Premier Boris Johnson sieht keinen Grund für einen Rücktritt wegen der Partygate-Affäre. dpa/House Of Commons/PA Wire

„Ich leugne nicht, dass viele Leute mich aus allen möglichen Gründen aus dem Weg haben wollen“, sagte Boris Johnson während der Fragestunde im Parlament. Doch zurücktreten will der britische Premierminister wegen der Affäre über Lockdown-Partys in seinem Amtssitz nicht. Das sagte der konservative Regierungschef vor den Abgeordneten nach einer entsprechenden Aufforderung von Oppositionschef Keir Starmer von der Labour-Partei. Er könne sich zu der Angelegenheit wegen der laufenden Ermittlungen nicht äußern, sagte Johnson.

Untersuchungsbericht entscheidet über Boris Johnsons Zukunft

Der Premier steht wegen angeblicher Lockdown-Partys im Amtssitz 10 Downing Street massiv unter Druck, bei denen gegen staatliche Corona-Kontaktbeschränkungen verstoßen worden sein soll. Mit Spannung wurde dazu ein interner Bericht der Spitzenbeamtin Sue Gray erwartet, der noch am Mittwoch veröffentlicht werden sollte und ausschlaggebend für Johnsons Zukunft sein wird. Am Dienstag hatte auch die Polizei in London angekündigt, zu den mutmaßlichen Lockdown-Verstößen zu ermitteln.

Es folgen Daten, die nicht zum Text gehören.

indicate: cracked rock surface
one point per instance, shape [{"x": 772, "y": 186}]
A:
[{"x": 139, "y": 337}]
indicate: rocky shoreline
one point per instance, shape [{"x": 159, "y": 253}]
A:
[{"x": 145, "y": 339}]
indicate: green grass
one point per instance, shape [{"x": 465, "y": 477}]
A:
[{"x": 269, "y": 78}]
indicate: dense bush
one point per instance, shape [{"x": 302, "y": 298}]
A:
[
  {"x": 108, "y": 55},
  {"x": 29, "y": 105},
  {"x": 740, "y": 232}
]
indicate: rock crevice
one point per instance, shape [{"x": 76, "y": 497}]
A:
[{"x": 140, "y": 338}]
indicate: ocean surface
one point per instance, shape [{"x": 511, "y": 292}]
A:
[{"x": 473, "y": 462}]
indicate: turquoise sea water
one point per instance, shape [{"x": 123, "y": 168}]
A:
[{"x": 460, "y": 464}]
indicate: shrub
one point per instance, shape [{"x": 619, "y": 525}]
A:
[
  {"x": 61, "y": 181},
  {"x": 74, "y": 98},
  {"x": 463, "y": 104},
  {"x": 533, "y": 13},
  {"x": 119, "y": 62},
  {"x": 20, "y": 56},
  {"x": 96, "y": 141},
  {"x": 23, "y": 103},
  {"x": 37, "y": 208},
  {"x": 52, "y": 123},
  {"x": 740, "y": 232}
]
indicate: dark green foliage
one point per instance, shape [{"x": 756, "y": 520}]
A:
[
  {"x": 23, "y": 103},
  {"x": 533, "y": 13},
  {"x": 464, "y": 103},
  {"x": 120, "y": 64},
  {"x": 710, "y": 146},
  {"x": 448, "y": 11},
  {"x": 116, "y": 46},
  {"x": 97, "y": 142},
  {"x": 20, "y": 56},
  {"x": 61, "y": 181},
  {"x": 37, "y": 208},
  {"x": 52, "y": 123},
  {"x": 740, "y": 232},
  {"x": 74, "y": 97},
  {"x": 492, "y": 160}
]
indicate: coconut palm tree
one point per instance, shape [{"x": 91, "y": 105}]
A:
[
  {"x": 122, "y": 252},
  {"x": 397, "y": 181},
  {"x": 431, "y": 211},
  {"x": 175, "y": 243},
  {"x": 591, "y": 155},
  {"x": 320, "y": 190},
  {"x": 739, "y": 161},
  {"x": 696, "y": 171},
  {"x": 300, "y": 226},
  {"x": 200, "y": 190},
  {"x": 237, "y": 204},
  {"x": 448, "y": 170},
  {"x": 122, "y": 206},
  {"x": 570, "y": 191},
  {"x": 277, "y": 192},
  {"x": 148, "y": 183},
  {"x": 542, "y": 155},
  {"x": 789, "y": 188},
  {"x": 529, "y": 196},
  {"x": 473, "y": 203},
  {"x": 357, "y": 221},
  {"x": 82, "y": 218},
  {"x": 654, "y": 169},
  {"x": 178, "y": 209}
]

Sollte der interne Bericht den Schluss nahelegen, dass im Amtssitz Corona-Regeln gebrochen wurden, gilt ein Misstrauensvotum der konservativen Fraktion als wahrscheinlich. Verliert Johnson diese Abstimmung, muss er als Parteivorsitzender zurücktreten. Die Tories würden dann einen neuen Chef wählen, der auch Premierminister werden würde. Unklar war jedoch zunächst, ob der Bericht vollständig veröffentlicht wird und wann genau das geschehen soll.